- Country: Canada
- Province: Quebec
- Region: Nord-du-Québec
- TE: Kativik
- Constituted: September 8, 2004

Government
- • Federal riding: Abitibi—Baie-James—Nunavik—Eeyou
- • Prov. riding: Ungava

Area
- • Total: 256.20 km^{2} (98.92 sq mi)
- • Land: 257.78 km^{2} (99.53 sq mi)
- There is an apparent contradiction between two authoritative sources

Population (2011)
- • Total: 0
- • Density: 0.0/km^{2} (0/sq mi)
- • Change (2006–11): N/A
- • Dwellings: 0
- Time zone: UTC−5 (EST)
- • Summer (DST): UTC−4 (EDT)

= Umiujaq (Inuit reserved land) =

Umiujaq (ᐅᒥᐅᔭᖅ) is an Inuit reserved land (Category I land for Inuit) in Nunavik, in northern Quebec. Like all Inuit reserved lands in Quebec, it has no resident population (as of the Canada 2011 Census and previous censuses) and is associated with a nearby northern village of the same name: Umiujaq.

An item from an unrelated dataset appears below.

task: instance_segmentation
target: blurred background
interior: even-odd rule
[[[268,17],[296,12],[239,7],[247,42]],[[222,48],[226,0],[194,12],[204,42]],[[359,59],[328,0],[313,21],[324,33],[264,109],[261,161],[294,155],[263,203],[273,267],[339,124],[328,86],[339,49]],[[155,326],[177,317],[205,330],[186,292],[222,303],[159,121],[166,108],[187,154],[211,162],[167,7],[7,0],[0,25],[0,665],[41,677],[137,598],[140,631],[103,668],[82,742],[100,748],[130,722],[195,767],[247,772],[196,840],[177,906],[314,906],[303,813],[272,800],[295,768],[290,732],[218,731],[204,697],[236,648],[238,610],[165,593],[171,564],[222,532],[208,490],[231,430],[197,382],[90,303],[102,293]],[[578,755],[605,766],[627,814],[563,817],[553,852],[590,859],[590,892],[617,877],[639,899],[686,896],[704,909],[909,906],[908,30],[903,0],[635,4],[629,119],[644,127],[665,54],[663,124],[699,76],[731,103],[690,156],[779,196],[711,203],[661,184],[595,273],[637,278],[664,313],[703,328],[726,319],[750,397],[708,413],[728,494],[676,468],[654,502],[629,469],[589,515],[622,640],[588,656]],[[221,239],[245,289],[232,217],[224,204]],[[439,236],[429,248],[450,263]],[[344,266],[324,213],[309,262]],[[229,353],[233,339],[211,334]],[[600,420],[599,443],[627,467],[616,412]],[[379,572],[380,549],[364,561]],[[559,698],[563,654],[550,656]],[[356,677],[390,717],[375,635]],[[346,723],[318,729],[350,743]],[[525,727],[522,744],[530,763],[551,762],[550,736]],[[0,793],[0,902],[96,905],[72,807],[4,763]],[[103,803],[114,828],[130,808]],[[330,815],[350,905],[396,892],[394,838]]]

To its south, the Inuit reserved land of Umiujaq borders on the Inuit reserved land of Kuujjuarapik. Unlike most Inuit reserved lands, the Inuit reserved land of Kuujjuarapik is not located anywhere near its eponymous northern village, Kuujjuarapik, which is located 160 kilometres farther south near the Cree village of Whapmagoostui.